In his 1996 letter to Berkshire Hathaway, Buffett further expanded:
What an investor needs is the ability to correctly evaluate selected businesses. Note that word ‘selected’: You don’t have to be an expert on every company, or even many. You only have to be able to evaluate companies within your circle of competence.
Nettayanun traces the concept, if not the terminology, as far back as Andrew Carnegie, in his decision to concentrate on iron and steel, writing “My advice to young men would be not only to concentrate their whole time and attention on the one business in life in which they engage, but to put every dollar of their capital into it.”
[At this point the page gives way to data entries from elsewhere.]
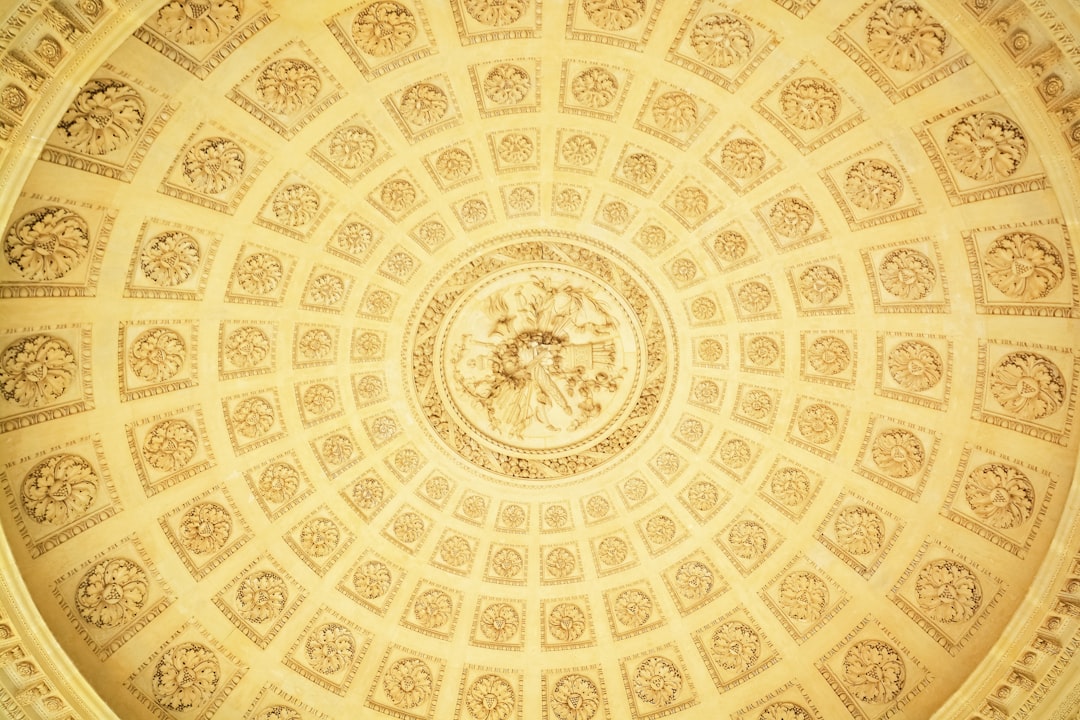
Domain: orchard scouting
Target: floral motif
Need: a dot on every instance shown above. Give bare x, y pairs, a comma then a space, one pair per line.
736, 646
170, 445
1027, 384
828, 355
915, 365
948, 591
566, 622
742, 158
105, 114
315, 344
874, 670
336, 449
326, 289
730, 245
986, 146
46, 243
372, 580
295, 205
633, 608
820, 284
515, 148
898, 452
757, 405
205, 528
810, 103
246, 347
329, 648
790, 486
594, 87
721, 40
170, 258
1024, 266
657, 681
792, 217
615, 15
499, 622
408, 682
320, 537
747, 540
999, 494
59, 489
904, 37
693, 580
859, 530
408, 527
873, 185
763, 351
507, 84
819, 423
675, 111
214, 164
199, 22
561, 562
497, 13
690, 202
111, 593
259, 273
287, 85
784, 710
352, 147
579, 150
907, 273
278, 483
254, 417
157, 354
433, 608
261, 596
490, 697
423, 104
383, 28
186, 676
804, 596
Operating within one’s circle of competence may be compared with those who act over-confidently. For example, institutional investors who have been successful in the past are more likely to attribute their success to their own abilities, rather than external forces, and are therefore more likely to make investments in areas outside their circle of competence. The strategy of operating within their individual circles has been cited as the reason both Buffett and Munger avoided investing in the technology sector.[7]
The breadth of any individual’s circle of competence may be determined by a range of factors, including their profession, spending habits, and the types of products they normally use. Remaining within one’s circle confers a number of benefits, such as an unfair information advantage, the narrowing of available options, and the reduction of poor decision making.